A Prefeitura de Porto Alegre e o Hospital Moinhos de Vento firmaram nesta terça-feira (30) uma parceria para diminuir o tempo de espera em Prontos Atendimentos da rede municipal de saúde. A iniciativa vai usar telemedicina em casos de menor gravidade nos horários de pico, com o objetivo de dar agilidade ao cuidado e usar melhor os recursos públicos. O projeto é uma das primeiras experiências estruturadas que integram telemedicina e urgência na capital gaúcha.

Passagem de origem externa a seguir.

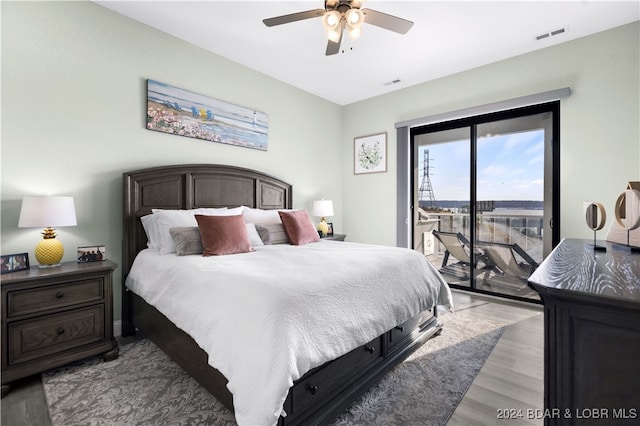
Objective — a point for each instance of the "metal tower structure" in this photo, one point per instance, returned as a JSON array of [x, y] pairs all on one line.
[[426, 197]]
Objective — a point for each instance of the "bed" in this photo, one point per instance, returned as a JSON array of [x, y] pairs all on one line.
[[334, 373]]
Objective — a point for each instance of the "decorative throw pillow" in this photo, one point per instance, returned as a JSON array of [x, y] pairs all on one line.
[[273, 234], [299, 227], [223, 235], [187, 239]]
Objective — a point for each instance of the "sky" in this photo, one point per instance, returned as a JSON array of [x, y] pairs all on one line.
[[510, 167]]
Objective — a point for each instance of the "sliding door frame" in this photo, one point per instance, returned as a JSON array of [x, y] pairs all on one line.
[[472, 123]]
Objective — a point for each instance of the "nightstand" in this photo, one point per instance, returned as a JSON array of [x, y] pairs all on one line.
[[53, 316], [335, 237]]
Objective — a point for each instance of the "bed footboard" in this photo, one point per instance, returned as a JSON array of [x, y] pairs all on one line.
[[321, 394]]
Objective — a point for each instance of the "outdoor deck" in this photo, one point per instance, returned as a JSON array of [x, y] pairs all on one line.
[[522, 230]]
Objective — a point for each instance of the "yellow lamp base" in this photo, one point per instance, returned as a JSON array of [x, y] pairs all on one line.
[[49, 252], [323, 227]]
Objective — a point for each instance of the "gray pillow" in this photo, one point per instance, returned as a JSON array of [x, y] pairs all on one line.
[[273, 234], [187, 239]]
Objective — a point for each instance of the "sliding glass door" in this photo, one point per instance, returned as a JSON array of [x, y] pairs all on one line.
[[485, 195]]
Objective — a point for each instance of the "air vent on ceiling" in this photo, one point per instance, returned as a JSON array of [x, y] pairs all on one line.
[[389, 83], [551, 34]]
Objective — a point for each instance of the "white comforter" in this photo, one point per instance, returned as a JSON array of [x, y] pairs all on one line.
[[267, 317]]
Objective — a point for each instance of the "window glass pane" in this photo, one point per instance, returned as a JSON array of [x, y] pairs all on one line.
[[442, 196]]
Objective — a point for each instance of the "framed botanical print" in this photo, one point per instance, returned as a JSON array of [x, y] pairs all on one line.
[[370, 154]]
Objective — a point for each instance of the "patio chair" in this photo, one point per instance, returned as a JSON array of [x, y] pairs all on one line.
[[504, 259], [457, 245], [454, 245]]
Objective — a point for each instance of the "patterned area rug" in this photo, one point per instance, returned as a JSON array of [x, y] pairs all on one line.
[[144, 387]]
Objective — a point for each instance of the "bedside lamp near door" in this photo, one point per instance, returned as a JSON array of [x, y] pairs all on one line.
[[323, 208], [47, 213]]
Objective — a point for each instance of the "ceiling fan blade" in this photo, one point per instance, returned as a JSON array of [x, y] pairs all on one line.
[[334, 47], [293, 17], [388, 22]]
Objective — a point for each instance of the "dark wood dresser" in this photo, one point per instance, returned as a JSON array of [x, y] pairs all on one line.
[[592, 334], [54, 316]]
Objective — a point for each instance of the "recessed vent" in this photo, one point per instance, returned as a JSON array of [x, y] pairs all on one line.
[[389, 83], [551, 34]]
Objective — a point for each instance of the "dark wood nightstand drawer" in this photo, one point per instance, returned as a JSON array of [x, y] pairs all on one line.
[[43, 336], [23, 302]]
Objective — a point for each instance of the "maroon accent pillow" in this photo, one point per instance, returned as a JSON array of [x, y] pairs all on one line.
[[299, 227], [223, 235]]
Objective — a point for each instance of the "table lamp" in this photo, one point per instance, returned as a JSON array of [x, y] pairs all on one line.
[[323, 208], [47, 213]]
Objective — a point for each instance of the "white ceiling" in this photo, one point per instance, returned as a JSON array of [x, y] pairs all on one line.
[[447, 37]]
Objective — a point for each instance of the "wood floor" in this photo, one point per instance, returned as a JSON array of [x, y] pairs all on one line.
[[512, 377]]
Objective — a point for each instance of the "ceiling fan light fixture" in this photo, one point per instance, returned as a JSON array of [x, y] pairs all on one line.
[[331, 20], [354, 17]]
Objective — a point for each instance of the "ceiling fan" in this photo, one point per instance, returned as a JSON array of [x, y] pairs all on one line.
[[339, 15]]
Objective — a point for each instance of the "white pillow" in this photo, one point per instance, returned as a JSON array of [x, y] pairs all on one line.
[[167, 219], [260, 216], [150, 228], [254, 237]]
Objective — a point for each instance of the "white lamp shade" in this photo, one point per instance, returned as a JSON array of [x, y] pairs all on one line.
[[323, 208], [47, 212]]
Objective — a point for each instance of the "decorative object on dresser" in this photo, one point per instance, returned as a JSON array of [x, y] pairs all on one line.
[[625, 230], [184, 113], [596, 217], [51, 317], [335, 237], [592, 334], [92, 254], [323, 208], [370, 154], [15, 262], [47, 213]]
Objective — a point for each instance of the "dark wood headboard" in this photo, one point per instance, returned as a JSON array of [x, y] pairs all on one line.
[[190, 186]]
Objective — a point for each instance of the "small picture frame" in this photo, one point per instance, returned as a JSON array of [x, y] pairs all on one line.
[[15, 262], [91, 254], [370, 154]]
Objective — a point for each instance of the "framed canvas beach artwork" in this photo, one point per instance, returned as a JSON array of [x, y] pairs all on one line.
[[184, 113], [370, 153]]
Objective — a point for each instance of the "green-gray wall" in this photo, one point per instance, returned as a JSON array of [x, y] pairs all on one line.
[[73, 119], [600, 126], [74, 113]]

O piloto começa ainda nesta semana no Pronto Atendimento Cruzeiro do Sul, unidade que já recebeu estrutura e protocolos para o atendimento remoto. Após avaliação dos resultados e ajustes, o modelo será expandido para os PAs Lomba do Pinheiro e Bom Jesus. Nos picos de demanda, pacientes classificados como azul, não urgente, e verde, pouco urgente, serão encaminhados para consulta por telemedicina. A medida deve liberar as equipes presenciais para focar nos casos mais graves.

“Sem aumentar custos, vamos conseguir amenizar a angústia dos pacientes que precisam de um atendimento e encaminhamento efetivo na atenção primária, antes que o problema aumente”, afirmou o prefeito Sebastião Melo. Para o secretário municipal de Saúde, Fernando Ritter, a tecnologia qualifica o fluxo dos PAs. “A telemedicina nos permite reduzir o tempo de espera para casos menos complexos e garantir que as equipes estejam mais focadas em quem precisa de atenção imediata”, disse.

O Hospital Moinhos de Vento vai aportar expertise em telemedicina de forma não onerosa aos cofres públicos, enquanto a Secretaria Municipal de Saúde fica responsável pela integração com a rede pública e pela operação nos pontos de atendimento. Segundo a superintendente de Estratégia e Mercado do hospital, Melina Schuch, a experiência de quase uma década na área mostra alta resolutividade no atendimento remoto, com menos deslocamentos e fluxos mais eficientes.

A proposta busca dar ao cidadão um atendimento mais rápido e adequado à necessidade clínica, ao mesmo tempo em que desafoga os prontos atendimentos. A expectativa da Prefeitura é que o modelo reduza a espera para casos leves e fortaleça a resposta da rede municipal em momentos de maior demanda.